Voice and Dictation
Witsy allows you to interact with AI models using your voice, supporting both Speech-to-Text (STT) for hands-free dictation and Text-to-Speech (TTS) for hearing AI responses read aloud.
How to Configure Voice Providers
Before using voice features, you must configure a provider in your settings. Witsy supports a wide range of cloud and local options.
- Open Settings in Witsy.
- Navigate to the Speech-to-Text or Text-to-Speech tab.
- Select your preferred provider:
- Cloud (High Quality): OpenAI (Whisper), ElevenLabs, Groq, or fal.ai.
- Local (Private/Free): Local Whisper (runs directly on your machine).
- Enter your API key for the selected provider (if using a cloud service).
How to Dictate Your Prompts
Instead of typing, you can speak directly to Witsy. This is ideal for long-form brainstorming or when you want to capture thoughts quickly.
Using the Microphone Icon
- Click the Microphone icon in the chat input area.
- Start speaking. Witsy will record your voice.
- Click the Stop/Checkmark button when finished.
- The recorded audio will be transcribed into text inside the input field.
- Press Enter to send the prompt to the AI.
Recipe: Rapid Transcription with Groq
If you need near-instant transcription, use Groq as your Speech-to-Text provider.
- Setup: Select Groq in Settings and provide an API key.
- Result: Groq’s optimized Whisper implementation can transcribe paragraphs of text in under a second, making the transition from voice to text feel seamless.
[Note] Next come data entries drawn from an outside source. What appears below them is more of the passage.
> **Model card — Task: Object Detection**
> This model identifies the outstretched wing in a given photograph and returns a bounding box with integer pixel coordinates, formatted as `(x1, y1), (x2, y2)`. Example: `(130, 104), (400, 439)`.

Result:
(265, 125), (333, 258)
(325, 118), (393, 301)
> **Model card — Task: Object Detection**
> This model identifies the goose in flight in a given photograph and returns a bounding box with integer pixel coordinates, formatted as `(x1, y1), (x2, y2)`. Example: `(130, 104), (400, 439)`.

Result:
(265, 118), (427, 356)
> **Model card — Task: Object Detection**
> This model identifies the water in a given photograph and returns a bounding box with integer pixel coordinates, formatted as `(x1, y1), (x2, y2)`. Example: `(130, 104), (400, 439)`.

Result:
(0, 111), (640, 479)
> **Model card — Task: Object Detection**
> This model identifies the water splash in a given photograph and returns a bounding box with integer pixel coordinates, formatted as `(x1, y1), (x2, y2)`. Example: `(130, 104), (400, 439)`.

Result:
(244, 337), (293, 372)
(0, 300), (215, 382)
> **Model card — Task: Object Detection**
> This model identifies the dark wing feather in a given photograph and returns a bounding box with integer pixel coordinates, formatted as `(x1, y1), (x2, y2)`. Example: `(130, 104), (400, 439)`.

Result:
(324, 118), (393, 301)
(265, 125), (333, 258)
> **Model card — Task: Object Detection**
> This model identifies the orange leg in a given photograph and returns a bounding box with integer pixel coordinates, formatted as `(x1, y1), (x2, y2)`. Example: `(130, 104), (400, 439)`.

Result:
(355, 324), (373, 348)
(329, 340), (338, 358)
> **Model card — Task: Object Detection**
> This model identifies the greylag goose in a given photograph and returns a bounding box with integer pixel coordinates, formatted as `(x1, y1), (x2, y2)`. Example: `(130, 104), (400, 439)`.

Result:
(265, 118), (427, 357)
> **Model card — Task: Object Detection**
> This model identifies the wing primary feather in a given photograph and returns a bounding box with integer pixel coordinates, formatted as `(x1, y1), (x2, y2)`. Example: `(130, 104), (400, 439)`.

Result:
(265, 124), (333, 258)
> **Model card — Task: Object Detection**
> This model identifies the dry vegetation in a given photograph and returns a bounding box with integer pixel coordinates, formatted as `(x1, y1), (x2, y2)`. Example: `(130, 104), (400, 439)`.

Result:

How to Hear AI Responses (TTS)
Witsy can turn AI-generated text into natural-sounding speech. This is useful for accessibility or when you are multitasking.
Listening to a Specific Message
- Hover over any AI response in the chat window.
- Click the Speaker/Play icon that appears in the message actions.
- The AI will read the response using your configured TTS engine (e.g., ElevenLabs or OpenAI).
Enabling Auto-Read
If you want Witsy to act like a voice assistant, you can enable automatic playback:
- Go to Settings > General.
- Toggle Auto-read responses to "On."
- Every time the AI finishes generating a message, it will begin speaking automatically.
How to Use Local Dictation for Privacy
If you are working with sensitive information and don't want your voice data sent to external servers, you can use Local Whisper.
- In Settings > Speech-to-Text, select Local Whisper.
- The first time you use it, Witsy will download the necessary model weights (this may take a moment depending on your internet speed).
- Once downloaded, all transcription happens entirely on your CPU/GPU, ensuring your audio never leaves your device.
Recommended Usage Scenarios
| Scenario | Recommended STT | Recommended TTS | | :--- | :--- | :--- | | Maximum Privacy | Local Whisper | None (Visual only) | | Natural Conversations | Groq (Fast) | ElevenLabs (High Realism) | | Budget Friendly | Groq / Local Whisper | OpenAI (HD Voices) | | Mobile/Remote Use | OpenAI Whisper | fal.ai |
Pro-Tip: Keyboard Shortcuts
To speed up your workflow, check the Shortcuts section in Settings. You can often map a global hotkey to trigger the microphone, allowing you to dictate into Witsy even when the app is in the background.